With multiple number systems in common use amongst hackers, it is not always immediately clear what number system is being used. The presence of letters is a pretty good indication that the number is in hex, but the number 14 could very well mean fourteen (decimal) or twenty (hex). To clear up confusion, hexadecimal numbers are commonly preceeded with the symbol 0x. The 0x symbol does not have a mathematical value or meaning; it simply indicates that the number proceeding it is written in hex. The number 0x21, for example, is thirty-three, not twenty-one.

Use of the Systems

It may not be immediately obvious why it is important to know the binary and hexidecimal systems, but a bit of knowledge of the workings of computers should clear things up. All information in the memory of a computer is stored by electrical switches which are either on or off. There are no in-between values; the only states are on and off. The binary digits 0 and 1 can represent off and on, respectively. Therefore each on-or-off switch in memory is represented by one binary digit, or bit. Of course, a one-digit binary number does not allow for the storage of large quantities, so bits are divided into groups of eight known as bytes. Note that this means that a byte can store any value from 00000000 to 11111111 (decimal 0 and 255 respectively). To represent values 256 and larger, computers simply group bytes together. For instance, the number 600 requires two bytes, as such: 00000010 01011000. To verify this more easily, rather than taking the 1 in the first byte to mean one five-hundred-and-twelve, simply determine the value of each byte independently, multiply the value of the higher byte by 256, and add - note that this works as since 10 * 100000000 = 1000000000. Using our example (and writing in decimal for convenience), we have that the combination of the bytes 00000010 01011000 has a value of 256(2) + (64 + 16 + 8) = 600. It should be noted that whether the byte of the higher value (known as the high byte) does not always come before the lower byte: this is the concept of endianness, and it varies from platform to platform.
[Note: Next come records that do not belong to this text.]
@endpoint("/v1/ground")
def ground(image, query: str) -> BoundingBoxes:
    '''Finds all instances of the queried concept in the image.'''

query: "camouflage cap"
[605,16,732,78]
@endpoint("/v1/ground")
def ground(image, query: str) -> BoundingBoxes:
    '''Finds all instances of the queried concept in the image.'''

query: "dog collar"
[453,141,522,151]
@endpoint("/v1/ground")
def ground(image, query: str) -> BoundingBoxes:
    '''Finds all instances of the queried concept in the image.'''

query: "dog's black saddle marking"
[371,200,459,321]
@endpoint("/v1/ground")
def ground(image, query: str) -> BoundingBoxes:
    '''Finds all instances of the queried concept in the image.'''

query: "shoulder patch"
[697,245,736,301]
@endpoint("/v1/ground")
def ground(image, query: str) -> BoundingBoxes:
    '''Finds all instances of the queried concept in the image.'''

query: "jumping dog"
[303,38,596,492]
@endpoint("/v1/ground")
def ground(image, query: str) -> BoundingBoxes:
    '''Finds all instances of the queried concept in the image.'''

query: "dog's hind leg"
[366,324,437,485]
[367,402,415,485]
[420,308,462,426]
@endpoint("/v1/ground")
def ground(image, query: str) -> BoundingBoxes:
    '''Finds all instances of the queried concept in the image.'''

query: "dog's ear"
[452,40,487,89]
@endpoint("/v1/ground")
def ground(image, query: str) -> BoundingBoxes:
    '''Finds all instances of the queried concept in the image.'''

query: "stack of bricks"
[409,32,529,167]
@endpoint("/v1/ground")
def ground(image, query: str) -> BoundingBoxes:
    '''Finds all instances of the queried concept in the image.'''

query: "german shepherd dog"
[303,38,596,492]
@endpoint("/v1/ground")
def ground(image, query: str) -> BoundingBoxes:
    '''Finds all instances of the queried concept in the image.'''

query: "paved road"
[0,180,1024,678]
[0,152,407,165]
The use of hexidecimal in computer science is not so much a necessity as a great convenience. There are two important observations to be made about hexadecimal. Note first that any byte can be written as a two-digit hexadecimal number, from the smallest (0x00, 0 in decimal) to the largest (0xFF, 255 in decimal). The previous two-byte value 600 is written in hex as 02 58. For the second convenience of hexadecimal, pay close attention to the following observation: 0x58 = 01011000, 0101 = 0x5, and 1000 = 0x8. This applies to all bytes: the high hex digit represents the four highest bits; the low hex digit represents the four lowest bits. A group of four bits is known as a nybble. With this in mind, it is easy to mentally convert from binary to hex and vice versa. For example, observing 11010111, 1101 = 0xD and 0111 = 0x7, so 11010111 = 0xD7. Calculations between these systems and decimal, when not easily computed mentally, can be performed by many calculators, including the calculator calc.exe included with most versions of Microsoft Windows.

This article is unfinished and in progress.